Après une crise sévère, une partie du monde de la photo est encore aujourd’hui embourbée dans des problèmes structurels et économiques. Cela fait suite aux crises économiques que nous subissons de manière répétée, mais c’est aussi et surtout le fait de la révolution numérique. Le passage trop brutal de l’argentique au numérique mis tout d’abord à mal l’industrie des émulsions argentiques, des produits connexes ainsi que des services associés ; les laboratoires de développement et de tirage.

Il y a tout d’abord les structures « grand public ». Leur disparitions ou leurs rachats aboutirent à l’existence d’un minimum de très grosses entreprises proposant leurs services de tirages en ligne et à des prix sans aucune commune mesure avec ceux « d’avant ».

Viennent ensuite les laboratoires professionnels. Ils assuraient il y a une dizaine d’années encore, les services destinés aux photographes, une profession qui prospérait, profitant de l’insatiable besoin d’images de notre société en expansion depuis l’après-guerre. Aujourd’hui la demande en matière de développement argentique est devenue quasi inexistante, et celle concernant les tirages photo professionnels s’est rétrécie comme une peau de chagrin…

Enfin, outre l’industrie de la photographie, la profession de photographe eu à subir les conséquences de ces changements.

D’abord l’ancien « photographe de quartier », jadis en même temps photographe portraitiste et commerçant, a aujourd’hui disparu. Nous pouvons maintenant nous procurer le matériel et accéder aux services dans des grandes structures commerciales, qui vendent en général également via internet…

Puis il y a les « photographes professionnels » dont le métier consiste à prendre des clichés dans le domaine du journalisme de l’industrie ou de la publicité.
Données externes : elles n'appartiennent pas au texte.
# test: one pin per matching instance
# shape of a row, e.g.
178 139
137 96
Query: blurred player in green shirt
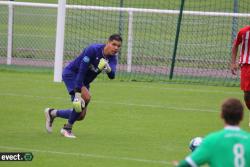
229 147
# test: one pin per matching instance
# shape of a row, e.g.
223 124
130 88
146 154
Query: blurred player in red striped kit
243 39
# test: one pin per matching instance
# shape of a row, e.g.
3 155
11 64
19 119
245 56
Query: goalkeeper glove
78 102
102 64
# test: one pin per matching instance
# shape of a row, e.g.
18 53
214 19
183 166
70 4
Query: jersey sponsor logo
86 59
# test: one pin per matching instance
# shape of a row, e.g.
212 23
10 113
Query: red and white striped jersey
243 38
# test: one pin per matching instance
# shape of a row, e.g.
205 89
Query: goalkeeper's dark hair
116 37
232 111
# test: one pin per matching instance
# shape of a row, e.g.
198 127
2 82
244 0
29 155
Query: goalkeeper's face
113 47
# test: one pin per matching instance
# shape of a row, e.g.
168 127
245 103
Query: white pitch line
116 103
181 89
89 155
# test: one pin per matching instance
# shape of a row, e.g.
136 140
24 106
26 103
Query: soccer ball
194 143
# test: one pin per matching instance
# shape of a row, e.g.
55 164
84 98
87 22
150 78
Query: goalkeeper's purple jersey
84 67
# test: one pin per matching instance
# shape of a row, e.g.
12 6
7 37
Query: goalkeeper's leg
67 129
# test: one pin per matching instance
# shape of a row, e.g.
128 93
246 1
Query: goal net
203 51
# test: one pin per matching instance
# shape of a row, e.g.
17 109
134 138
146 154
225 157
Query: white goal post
61 14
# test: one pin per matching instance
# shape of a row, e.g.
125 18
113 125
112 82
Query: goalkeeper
78 75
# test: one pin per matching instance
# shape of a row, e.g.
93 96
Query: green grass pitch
128 123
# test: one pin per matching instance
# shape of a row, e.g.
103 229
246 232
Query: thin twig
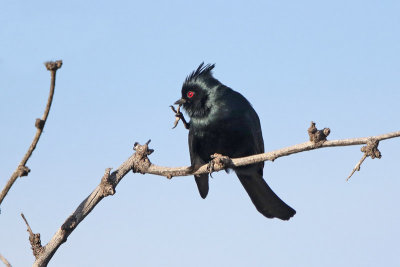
141 164
357 167
22 169
5 261
269 156
34 239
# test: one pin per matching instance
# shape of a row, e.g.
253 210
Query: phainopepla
223 121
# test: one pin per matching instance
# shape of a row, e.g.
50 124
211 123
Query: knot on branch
23 170
39 124
318 137
106 184
34 239
69 224
218 162
141 162
371 149
36 244
53 65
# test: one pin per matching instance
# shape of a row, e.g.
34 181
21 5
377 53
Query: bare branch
22 169
269 156
105 188
5 261
370 150
34 239
139 163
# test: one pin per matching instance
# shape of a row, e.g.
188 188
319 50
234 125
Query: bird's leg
179 116
218 161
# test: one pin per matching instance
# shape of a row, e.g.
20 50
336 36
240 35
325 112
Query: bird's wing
195 160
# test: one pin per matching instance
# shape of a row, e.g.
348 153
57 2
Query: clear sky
333 62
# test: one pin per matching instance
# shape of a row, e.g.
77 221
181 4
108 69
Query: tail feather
202 184
265 200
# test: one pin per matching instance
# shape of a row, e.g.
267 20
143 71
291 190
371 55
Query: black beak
180 101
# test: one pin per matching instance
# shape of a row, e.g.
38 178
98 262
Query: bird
223 121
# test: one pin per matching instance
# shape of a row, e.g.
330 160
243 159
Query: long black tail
202 184
265 200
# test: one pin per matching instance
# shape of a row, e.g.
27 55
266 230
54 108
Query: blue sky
336 63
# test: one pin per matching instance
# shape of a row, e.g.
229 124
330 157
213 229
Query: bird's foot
218 162
179 116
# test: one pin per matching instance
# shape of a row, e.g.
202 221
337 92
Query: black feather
224 122
201 71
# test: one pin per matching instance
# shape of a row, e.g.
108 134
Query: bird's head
196 90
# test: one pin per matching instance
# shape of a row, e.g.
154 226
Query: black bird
223 121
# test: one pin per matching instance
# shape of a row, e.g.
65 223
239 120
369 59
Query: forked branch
140 163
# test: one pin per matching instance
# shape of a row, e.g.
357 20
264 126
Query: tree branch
139 163
5 261
22 169
269 156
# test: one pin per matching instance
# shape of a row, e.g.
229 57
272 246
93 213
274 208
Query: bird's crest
201 71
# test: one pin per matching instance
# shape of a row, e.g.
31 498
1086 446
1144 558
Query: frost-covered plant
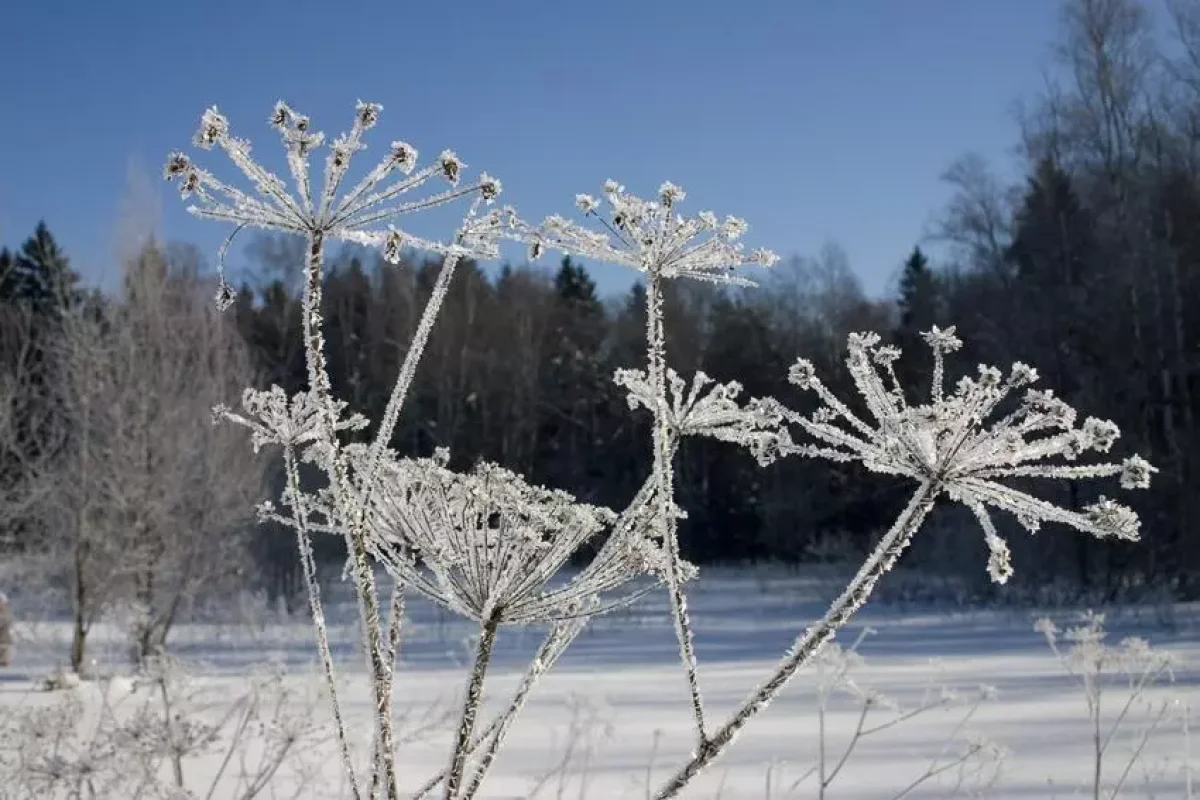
144 738
355 216
971 755
1128 669
949 446
653 239
487 545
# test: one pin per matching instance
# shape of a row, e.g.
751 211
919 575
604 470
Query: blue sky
814 120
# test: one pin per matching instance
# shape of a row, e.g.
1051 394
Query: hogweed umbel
947 447
648 235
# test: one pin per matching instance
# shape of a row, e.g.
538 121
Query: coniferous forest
1087 269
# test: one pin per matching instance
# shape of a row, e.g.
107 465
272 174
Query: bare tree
149 501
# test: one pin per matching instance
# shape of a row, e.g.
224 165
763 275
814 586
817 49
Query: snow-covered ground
612 720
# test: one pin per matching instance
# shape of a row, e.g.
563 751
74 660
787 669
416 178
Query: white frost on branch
294 422
648 236
707 408
358 215
949 443
486 543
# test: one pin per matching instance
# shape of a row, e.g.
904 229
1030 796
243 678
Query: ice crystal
485 543
711 409
649 236
295 422
359 215
949 444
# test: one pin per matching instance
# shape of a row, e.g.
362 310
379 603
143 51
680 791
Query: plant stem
809 644
340 483
309 569
665 516
471 705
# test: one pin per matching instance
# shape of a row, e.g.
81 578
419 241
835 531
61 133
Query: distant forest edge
1087 270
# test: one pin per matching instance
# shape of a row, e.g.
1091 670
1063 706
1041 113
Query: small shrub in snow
486 545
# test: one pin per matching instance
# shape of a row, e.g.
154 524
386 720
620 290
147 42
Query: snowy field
612 720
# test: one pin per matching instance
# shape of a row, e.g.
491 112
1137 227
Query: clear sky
813 119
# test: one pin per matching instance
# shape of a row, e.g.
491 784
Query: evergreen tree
573 382
917 307
39 276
Cette profession florissante il y a encore une vingtaine d’années fut elle aussi mise à mal, quoi que de manière très inégale…

Il existait, « avant », une demande importante en matière de prises de vue destinées à la communication, et que les entreprises confiaient aux professionnels de la photo. Outre la publicité, il y avait tous ces travaux courants de prises de vue de produits par exemple, ou encore la « photographie industrielle » destinée aux documentations internes ou promotionnelles, et qui permettaient à un grand nombre de professionnels de travailler et de vivre confortablement. Mais en raison d’un contexte économique défavorable et des possibilités nouvelles offertes par la technologie numérique, les petites et moyennes entreprises se donnèrent les moyens d’assurer elles-mêmes les travaux courants de communication. La première conséquence fut donc une diminution importante de travail pour un certain nombre de photographes. Mais aussi, le déséquilibre entre l’offre et la demande provoqua un effondrement général des prix de la prestation de prise de vue. Egalement, l’utilisation publique des images encore aujourd’hui réglementée par le code de la propriété intellectuelle, et qui permettait aux professionnels de percevoir des droits sur la publication ou l’exposition de leurs images, est en passe de devenir caduque. Dans l’usage, la réalisation sur commande d’un certain type de photos est souvent considérée comme un simple service, et les images comme appartenant entièrement au commanditaire.

Aujourd’hui le monde de la photo est devisé en deux parties inégales. Dans l’industrie et le commerces, la prospérité des grosses entreprises ayant absorbé les petites et éliminé la concurrence, s’oppose à la précarité des petites structures (difficilement) survivantes. Même dichotomie chez les professionnels ; les professionnels de renom qui travaillent pour les grandes entreprises, et les autres…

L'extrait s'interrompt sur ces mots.